<h1 align='center'>Cybersecurity threats detection using Deep Learning Architectures</h1>

### Types of Attacks

- *Denial of service attack (DoS)*: freezing or stopping the service permanently or temporarily, by sending a large amount of traffic
- *Remote to local attack*: unauthorized access is granted by sending packets between the network and the system
- *Probing*: information and data collected by scanning and mapping the network
- *User to root attack*: normal users' password is traced
- *Adversarial Attacks*: Deep Neural network are targeted by integrating noise in training data
- *Integrity Attacks*: system data is corrupted or encrypted
- *Causative Attacks*: neural network decision-making algorithm is attacked leading to miss-classification

### USTC-TK2016 Dataset

USTC-TK2016 is composed by a set of pcap files containing raw network traffic from 10 bening and 10 malware apps as shown at the table below:<br>
![USTC-TK2016](data/img/USTC-TK2016.png)<br>

### Approach

- *CNN*: Pcap files will be transformed to mist images fed to CNN
- *DNN~LSTM*: Argus api will be used to extract features from pcap files

#### Malware Traffic Classification Using CNN

##### Data preprocessing

- Step 1: Install pre-requisites (DO NOT RUN)

In [None]:
# Connect to Drive
from google.colab import drive
drive.mount('/content/drive')

# Update the list of packages
!sudo apt-get update
# Install pre-requisite packages.
!sudo apt-get install -y wget apt-transport-https software-properties-common
# Download the Microsoft repository GPG keys
!wget -q https://packages.microsoft.com/config/ubuntu/16.04/packages-microsoft-prod.deb
# Register the Microsoft repository GPG keys
!sudo dpkg -i packages-microsoft-prod.deb
# Update the list of packages after we added packages.microsoft.com
!sudo apt-get update
# Install PowerShell
!sudo apt-get install -y powershell
# Install SplitCap pre-requisite
!sudo apt install mono-runtime
# Install find dupes
!sudo apt-get install fdupes

%cd drive/MyDrive/UNIPI/DL_Cybersecurity/
# Clone the repository on "ubuntu" branch
!sudo git clone -b ubuntu https://github.com/yungshenglu/USTC-TK2016 USTC-TK2016
# Install the required packages
!pip3 install -r requirements.txt
# Download the traffic dataset
%cd USTC-TK2016/1_Pcap/
!sudo git clone -b master https://github.com/yungshenglu/USTC-TFC2016
# Grand run permission to executable files
%cd ../
!chmod 777 0_Tool/SplitCap_2-1/SplitCap.exe
!chmod 777 1_Pcap2Session.ps1
!chmod 777 2_ProcessSession.ps1


- Step 2: Split the PCAP files by each session (DO NOT RUN)


In [None]:
!pwsh -File ./1_Pcap2Session.ps1

- Step 3: Process Sessions  (DO NOT RUN)

Top 60000 large PCAP files selected and trimmed and randomly distributed into test and train sets.

In [None]:
!pwsh -File ./2_ProcessSession.ps1

- Step 4: PCAP files converted to images (DO NOT RUN)

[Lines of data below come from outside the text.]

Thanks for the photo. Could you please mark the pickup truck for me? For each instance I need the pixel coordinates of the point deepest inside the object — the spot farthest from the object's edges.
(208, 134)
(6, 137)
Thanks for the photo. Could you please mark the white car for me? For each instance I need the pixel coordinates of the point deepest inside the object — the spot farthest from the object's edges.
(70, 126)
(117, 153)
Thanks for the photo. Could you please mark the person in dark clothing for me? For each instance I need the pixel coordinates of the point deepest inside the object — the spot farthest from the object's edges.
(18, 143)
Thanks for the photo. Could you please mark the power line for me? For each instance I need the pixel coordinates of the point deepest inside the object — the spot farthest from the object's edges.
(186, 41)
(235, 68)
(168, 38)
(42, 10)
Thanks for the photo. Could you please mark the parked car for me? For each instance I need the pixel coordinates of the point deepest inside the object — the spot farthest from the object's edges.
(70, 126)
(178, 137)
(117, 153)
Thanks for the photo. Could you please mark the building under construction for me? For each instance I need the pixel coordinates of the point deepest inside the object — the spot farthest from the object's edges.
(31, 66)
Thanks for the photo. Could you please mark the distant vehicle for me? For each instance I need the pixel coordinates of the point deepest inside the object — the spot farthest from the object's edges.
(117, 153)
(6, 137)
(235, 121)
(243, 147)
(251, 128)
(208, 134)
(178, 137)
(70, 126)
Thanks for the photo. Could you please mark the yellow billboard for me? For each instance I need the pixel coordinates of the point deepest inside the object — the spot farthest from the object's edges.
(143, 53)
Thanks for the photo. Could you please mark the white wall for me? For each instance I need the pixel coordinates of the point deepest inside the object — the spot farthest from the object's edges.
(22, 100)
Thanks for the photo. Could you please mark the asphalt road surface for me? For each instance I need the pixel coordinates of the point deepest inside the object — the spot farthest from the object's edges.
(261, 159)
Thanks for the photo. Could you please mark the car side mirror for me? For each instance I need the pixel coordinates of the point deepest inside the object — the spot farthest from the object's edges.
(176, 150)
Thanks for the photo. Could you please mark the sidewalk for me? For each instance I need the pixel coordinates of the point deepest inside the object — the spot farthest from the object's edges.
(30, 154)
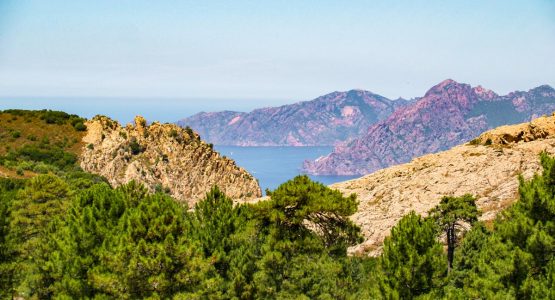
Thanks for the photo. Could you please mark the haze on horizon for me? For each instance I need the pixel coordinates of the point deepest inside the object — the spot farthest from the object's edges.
(269, 53)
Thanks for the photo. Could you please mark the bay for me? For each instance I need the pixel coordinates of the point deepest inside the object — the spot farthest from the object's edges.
(273, 166)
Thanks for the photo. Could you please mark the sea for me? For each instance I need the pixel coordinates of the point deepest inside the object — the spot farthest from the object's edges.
(273, 166)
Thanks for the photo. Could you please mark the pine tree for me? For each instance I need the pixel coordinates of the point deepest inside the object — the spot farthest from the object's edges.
(451, 215)
(412, 261)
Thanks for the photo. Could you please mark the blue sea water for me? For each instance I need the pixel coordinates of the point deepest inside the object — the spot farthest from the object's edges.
(273, 166)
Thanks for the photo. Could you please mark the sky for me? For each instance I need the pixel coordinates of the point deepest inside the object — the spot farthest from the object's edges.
(213, 55)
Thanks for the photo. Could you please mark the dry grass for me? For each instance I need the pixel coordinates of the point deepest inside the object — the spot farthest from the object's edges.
(18, 131)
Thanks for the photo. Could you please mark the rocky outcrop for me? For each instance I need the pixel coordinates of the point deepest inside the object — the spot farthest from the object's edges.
(450, 113)
(163, 157)
(326, 120)
(487, 167)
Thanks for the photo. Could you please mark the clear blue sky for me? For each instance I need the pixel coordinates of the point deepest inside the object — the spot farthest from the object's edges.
(273, 51)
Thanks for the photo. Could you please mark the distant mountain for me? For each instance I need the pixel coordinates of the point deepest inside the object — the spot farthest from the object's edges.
(487, 168)
(450, 113)
(326, 120)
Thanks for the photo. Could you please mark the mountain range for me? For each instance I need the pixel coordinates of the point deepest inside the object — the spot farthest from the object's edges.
(326, 120)
(450, 113)
(371, 132)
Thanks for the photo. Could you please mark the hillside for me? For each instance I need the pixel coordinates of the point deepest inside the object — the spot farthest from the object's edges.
(164, 157)
(450, 113)
(326, 120)
(487, 167)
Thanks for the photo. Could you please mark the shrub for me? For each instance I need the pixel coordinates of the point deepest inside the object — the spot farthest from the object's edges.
(80, 126)
(135, 147)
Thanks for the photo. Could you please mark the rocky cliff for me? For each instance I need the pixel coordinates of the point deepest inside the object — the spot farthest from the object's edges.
(450, 113)
(164, 157)
(326, 120)
(487, 167)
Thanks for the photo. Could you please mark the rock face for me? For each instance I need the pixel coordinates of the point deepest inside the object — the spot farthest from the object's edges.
(487, 167)
(162, 156)
(326, 120)
(449, 114)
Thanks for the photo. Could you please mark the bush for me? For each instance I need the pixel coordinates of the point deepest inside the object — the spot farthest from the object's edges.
(135, 147)
(80, 126)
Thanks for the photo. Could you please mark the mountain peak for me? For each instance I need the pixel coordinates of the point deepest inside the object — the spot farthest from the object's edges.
(443, 86)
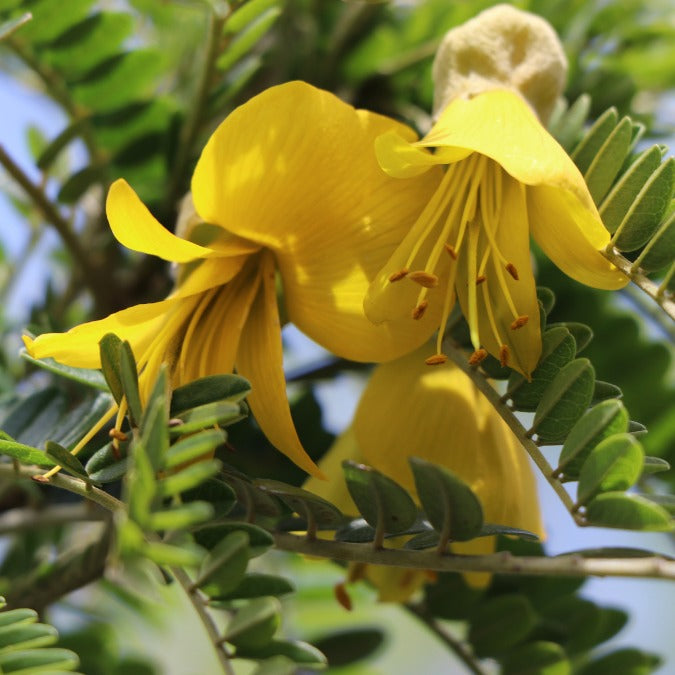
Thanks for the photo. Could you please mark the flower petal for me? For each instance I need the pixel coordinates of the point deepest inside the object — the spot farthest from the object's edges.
(571, 235)
(136, 228)
(79, 346)
(260, 360)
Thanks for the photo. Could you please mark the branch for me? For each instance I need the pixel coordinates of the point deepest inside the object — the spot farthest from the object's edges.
(569, 565)
(460, 359)
(82, 257)
(641, 281)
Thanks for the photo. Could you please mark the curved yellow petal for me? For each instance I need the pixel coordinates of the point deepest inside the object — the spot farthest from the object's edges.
(136, 228)
(79, 346)
(571, 234)
(260, 360)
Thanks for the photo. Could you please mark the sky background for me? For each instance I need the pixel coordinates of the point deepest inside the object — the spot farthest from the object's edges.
(650, 603)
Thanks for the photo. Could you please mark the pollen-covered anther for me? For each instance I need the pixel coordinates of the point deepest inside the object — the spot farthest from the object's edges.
(425, 279)
(117, 435)
(478, 356)
(436, 360)
(520, 322)
(418, 312)
(511, 269)
(397, 276)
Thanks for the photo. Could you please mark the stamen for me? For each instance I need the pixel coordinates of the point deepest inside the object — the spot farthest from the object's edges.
(418, 312)
(397, 276)
(520, 322)
(478, 356)
(511, 269)
(425, 279)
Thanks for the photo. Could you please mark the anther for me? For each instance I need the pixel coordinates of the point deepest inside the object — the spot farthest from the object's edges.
(520, 322)
(511, 269)
(425, 279)
(397, 276)
(451, 250)
(478, 356)
(418, 312)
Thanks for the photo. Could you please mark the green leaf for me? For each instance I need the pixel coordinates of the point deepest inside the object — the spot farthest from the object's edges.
(609, 159)
(245, 40)
(188, 478)
(66, 460)
(595, 138)
(211, 535)
(614, 464)
(257, 585)
(25, 454)
(254, 624)
(628, 187)
(221, 413)
(180, 517)
(107, 465)
(211, 389)
(38, 660)
(194, 447)
(628, 512)
(380, 500)
(129, 378)
(537, 658)
(558, 349)
(449, 503)
(564, 401)
(298, 652)
(604, 420)
(90, 378)
(654, 465)
(26, 636)
(644, 216)
(304, 503)
(624, 661)
(660, 250)
(500, 623)
(224, 566)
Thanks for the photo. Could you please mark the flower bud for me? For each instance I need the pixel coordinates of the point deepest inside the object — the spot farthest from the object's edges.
(501, 48)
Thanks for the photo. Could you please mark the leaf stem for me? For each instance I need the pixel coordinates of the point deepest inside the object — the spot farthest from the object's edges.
(641, 281)
(443, 635)
(460, 359)
(98, 284)
(568, 565)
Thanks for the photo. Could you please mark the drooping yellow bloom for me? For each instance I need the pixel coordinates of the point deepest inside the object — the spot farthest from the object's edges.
(439, 415)
(285, 185)
(506, 178)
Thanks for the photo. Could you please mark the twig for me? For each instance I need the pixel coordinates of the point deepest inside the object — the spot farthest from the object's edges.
(455, 645)
(186, 584)
(570, 565)
(460, 359)
(641, 281)
(82, 257)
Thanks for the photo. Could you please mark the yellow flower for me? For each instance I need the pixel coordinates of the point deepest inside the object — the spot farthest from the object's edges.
(287, 184)
(506, 177)
(439, 415)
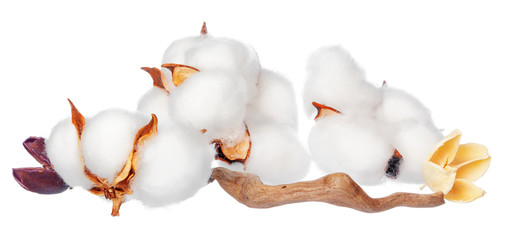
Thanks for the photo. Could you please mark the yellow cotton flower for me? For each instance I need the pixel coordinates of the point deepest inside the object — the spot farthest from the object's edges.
(451, 168)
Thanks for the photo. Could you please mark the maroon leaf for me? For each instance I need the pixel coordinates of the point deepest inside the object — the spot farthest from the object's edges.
(37, 148)
(39, 180)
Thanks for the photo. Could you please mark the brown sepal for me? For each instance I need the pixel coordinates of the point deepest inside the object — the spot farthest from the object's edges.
(324, 111)
(179, 72)
(158, 78)
(238, 152)
(77, 119)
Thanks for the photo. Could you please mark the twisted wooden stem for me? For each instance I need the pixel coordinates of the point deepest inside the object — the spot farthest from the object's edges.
(337, 189)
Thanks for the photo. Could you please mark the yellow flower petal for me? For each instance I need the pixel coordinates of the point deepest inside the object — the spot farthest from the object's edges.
(180, 72)
(438, 179)
(445, 151)
(468, 153)
(473, 170)
(464, 191)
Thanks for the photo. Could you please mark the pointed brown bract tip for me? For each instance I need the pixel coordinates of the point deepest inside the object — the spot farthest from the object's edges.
(204, 29)
(324, 111)
(147, 130)
(37, 148)
(393, 165)
(237, 152)
(77, 119)
(158, 78)
(179, 72)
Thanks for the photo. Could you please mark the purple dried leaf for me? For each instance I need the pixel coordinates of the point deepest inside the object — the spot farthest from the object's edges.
(39, 180)
(37, 148)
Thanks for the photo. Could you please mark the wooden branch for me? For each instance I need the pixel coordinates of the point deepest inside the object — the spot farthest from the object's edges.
(337, 189)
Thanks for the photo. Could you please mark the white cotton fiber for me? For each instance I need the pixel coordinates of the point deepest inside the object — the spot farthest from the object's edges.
(64, 154)
(108, 140)
(274, 101)
(335, 80)
(155, 101)
(174, 164)
(398, 106)
(212, 100)
(227, 55)
(176, 52)
(277, 156)
(353, 146)
(414, 141)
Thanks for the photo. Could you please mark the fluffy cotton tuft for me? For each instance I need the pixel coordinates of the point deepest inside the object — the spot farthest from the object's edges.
(64, 154)
(174, 164)
(228, 55)
(398, 106)
(176, 52)
(335, 79)
(277, 156)
(414, 141)
(108, 139)
(273, 102)
(155, 101)
(343, 144)
(213, 100)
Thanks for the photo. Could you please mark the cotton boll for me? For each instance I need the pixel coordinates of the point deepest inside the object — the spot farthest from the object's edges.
(399, 106)
(414, 141)
(65, 156)
(277, 156)
(176, 52)
(334, 79)
(155, 101)
(353, 146)
(273, 102)
(173, 165)
(108, 140)
(227, 55)
(212, 100)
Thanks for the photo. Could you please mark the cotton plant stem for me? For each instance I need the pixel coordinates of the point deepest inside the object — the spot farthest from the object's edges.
(337, 189)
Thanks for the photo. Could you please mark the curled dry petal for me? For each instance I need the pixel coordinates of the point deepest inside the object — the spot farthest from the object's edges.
(158, 78)
(464, 191)
(235, 152)
(324, 111)
(121, 185)
(130, 167)
(179, 72)
(37, 148)
(39, 180)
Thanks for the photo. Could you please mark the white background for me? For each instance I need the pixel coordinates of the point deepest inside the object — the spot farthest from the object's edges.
(452, 55)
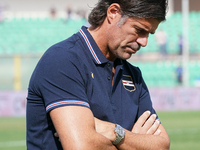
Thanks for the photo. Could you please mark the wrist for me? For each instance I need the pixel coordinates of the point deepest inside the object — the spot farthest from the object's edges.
(120, 134)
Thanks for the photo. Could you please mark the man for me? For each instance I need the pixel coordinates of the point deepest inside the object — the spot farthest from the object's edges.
(84, 89)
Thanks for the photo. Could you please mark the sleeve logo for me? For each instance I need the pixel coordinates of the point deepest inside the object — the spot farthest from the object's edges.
(128, 83)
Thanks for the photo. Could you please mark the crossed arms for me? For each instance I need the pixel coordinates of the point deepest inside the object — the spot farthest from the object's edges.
(79, 130)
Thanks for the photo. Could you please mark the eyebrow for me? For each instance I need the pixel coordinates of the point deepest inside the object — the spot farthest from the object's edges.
(144, 29)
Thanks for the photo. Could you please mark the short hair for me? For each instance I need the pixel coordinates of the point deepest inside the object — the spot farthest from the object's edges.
(155, 9)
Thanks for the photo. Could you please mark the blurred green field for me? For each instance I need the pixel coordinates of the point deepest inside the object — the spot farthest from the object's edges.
(182, 127)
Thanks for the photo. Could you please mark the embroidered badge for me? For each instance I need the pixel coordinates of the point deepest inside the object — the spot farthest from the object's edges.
(128, 83)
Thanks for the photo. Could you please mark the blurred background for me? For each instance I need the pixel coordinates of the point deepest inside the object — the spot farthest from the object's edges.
(170, 63)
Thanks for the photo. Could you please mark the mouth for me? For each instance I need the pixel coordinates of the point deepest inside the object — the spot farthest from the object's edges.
(133, 48)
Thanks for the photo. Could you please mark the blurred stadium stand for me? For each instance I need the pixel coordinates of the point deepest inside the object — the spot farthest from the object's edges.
(27, 37)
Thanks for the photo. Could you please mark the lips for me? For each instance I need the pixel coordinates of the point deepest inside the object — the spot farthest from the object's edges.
(134, 47)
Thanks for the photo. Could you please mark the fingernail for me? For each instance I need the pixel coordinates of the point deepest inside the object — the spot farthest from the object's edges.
(148, 112)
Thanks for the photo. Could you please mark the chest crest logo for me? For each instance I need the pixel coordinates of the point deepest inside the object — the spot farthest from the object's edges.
(128, 84)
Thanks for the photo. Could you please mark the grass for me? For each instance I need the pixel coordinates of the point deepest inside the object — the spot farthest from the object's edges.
(183, 129)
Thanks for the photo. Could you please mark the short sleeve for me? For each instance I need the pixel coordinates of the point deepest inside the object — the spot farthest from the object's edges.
(60, 79)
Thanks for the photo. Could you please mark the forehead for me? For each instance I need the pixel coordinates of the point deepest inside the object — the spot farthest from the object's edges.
(150, 25)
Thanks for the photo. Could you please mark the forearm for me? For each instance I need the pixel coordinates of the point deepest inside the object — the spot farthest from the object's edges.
(77, 134)
(134, 141)
(143, 136)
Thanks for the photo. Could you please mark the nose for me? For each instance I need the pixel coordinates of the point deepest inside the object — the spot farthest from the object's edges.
(142, 40)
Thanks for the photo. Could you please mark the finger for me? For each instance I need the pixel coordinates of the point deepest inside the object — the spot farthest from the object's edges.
(56, 134)
(157, 132)
(142, 119)
(148, 124)
(154, 127)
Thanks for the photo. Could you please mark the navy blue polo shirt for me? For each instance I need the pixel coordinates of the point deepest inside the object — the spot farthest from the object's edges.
(75, 72)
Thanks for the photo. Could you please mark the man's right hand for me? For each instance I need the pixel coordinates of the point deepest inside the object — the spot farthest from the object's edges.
(147, 124)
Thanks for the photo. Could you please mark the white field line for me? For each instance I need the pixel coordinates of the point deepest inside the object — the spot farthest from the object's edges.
(169, 131)
(184, 131)
(12, 144)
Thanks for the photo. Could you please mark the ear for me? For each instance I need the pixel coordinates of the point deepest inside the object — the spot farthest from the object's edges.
(113, 11)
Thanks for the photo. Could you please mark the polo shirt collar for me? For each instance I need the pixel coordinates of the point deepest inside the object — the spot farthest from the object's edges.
(96, 53)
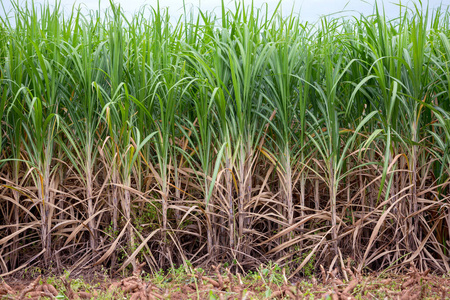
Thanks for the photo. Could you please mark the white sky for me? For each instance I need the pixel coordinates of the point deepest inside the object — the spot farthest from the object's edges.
(310, 10)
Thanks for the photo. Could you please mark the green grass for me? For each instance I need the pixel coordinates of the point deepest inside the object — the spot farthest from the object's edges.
(240, 137)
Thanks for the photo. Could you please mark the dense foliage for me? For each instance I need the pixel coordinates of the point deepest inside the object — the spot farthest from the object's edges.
(240, 138)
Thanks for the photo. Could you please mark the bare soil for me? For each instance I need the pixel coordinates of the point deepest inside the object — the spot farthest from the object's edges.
(222, 284)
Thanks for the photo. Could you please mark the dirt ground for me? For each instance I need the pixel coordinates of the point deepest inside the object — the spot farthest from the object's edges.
(220, 283)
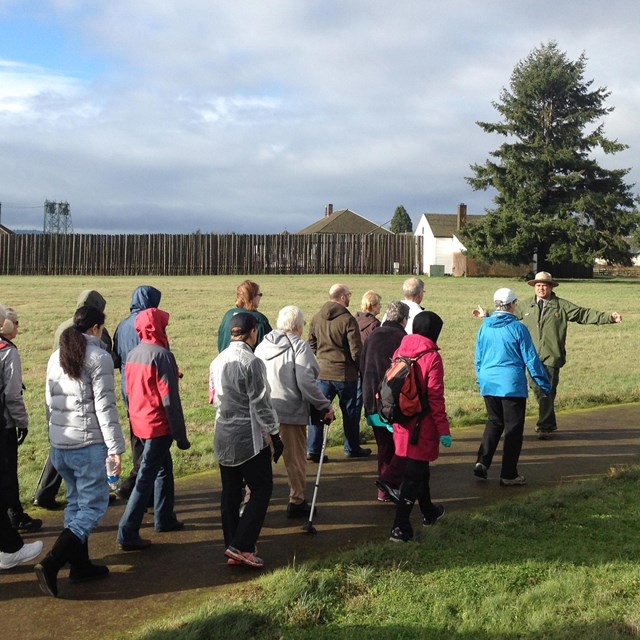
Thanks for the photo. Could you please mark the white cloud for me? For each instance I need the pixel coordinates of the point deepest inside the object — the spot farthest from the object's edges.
(253, 115)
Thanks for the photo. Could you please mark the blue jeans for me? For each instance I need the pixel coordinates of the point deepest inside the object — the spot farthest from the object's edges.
(350, 405)
(85, 476)
(155, 476)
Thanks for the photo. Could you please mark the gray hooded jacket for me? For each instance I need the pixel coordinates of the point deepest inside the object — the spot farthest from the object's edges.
(292, 372)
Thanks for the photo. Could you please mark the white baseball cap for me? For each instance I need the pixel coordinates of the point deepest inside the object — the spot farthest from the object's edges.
(504, 296)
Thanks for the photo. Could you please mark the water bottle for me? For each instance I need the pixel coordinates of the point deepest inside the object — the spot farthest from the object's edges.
(112, 478)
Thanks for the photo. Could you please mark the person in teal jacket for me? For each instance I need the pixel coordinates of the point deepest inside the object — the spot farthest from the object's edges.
(248, 297)
(547, 316)
(504, 350)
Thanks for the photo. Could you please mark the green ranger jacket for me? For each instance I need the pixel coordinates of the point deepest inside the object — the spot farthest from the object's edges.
(549, 332)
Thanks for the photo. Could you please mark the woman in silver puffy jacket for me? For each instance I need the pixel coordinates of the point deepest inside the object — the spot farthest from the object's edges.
(292, 373)
(83, 430)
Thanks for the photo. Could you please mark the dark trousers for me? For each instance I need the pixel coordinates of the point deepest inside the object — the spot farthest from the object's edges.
(390, 466)
(546, 404)
(9, 486)
(49, 484)
(239, 531)
(137, 448)
(154, 479)
(415, 486)
(503, 415)
(351, 408)
(10, 540)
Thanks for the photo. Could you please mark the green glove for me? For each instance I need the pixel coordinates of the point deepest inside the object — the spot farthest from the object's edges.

Trimmed PCAP files into size is 784 bytes (28 x 28) (0x00 element is appended if the PCAP file is shorter than 784 bytes)

In [None]:
!python3 3_Session2Png.py

- Step 5: Png files are labeled and converted to IDX files (DO NOT RUN)

In [None]:
!python3 4_Png2Mnist.py

##### Training and Test

In [2]:
import tensorflow as tf
import gzip
import time
import sys
import numpy as np
import os

IMAGE_SIZE = 28
DATA_DIR = 'drive/MyDrive/UNIPI/DL_Cybersecurity/USTC-TK2016/5_Mnist/'


def extract_data(filename, num_images):
  """Extract the images into a 4D tensor [image index, y, x, channels].
  Values are rescaled from [0, 255] down to [-0.5, 0.5].
  """
  print('Extracting', filename)
  with gzip.open(filename) as bytestream:
    bytestream.read(16)
    buf = bytestream.read(IMAGE_SIZE * IMAGE_SIZE * num_images)
    data = np.frombuffer(buf, dtype=np.uint8).astype(np.float32)
    #data = (data - (PIXEL_DEPTH / 2.0)) / PIXEL_DEPTH
    data = data.reshape(num_images, IMAGE_SIZE, IMAGE_SIZE, 1)
    return data


def extract_labels(filename, num_images):
  """Extract the labels into a vector of int64 label IDs."""
  print('Extracting', filename)
  with gzip.open(filename) as bytestream:
    bytestream.read(8)
    buf = bytestream.read(1 * num_images)
    labels = np.frombuffer(buf, dtype=np.uint8).astype(np.int64)
  return labels

# Extract it into np arrays.
train_data = extract_data(DATA_DIR + 'train-images-idx3-ubyte.gz', 60000)
train_labels = extract_labels(DATA_DIR + 'train-labels-idx1-ubyte.gz', 60000)
test_data = extract_data(DATA_DIR + 't10k-images-idx3-ubyte.gz', 10000)
test_labels = extract_labels(DATA_DIR + 't10k-labels-idx1-ubyte.gz', 10000)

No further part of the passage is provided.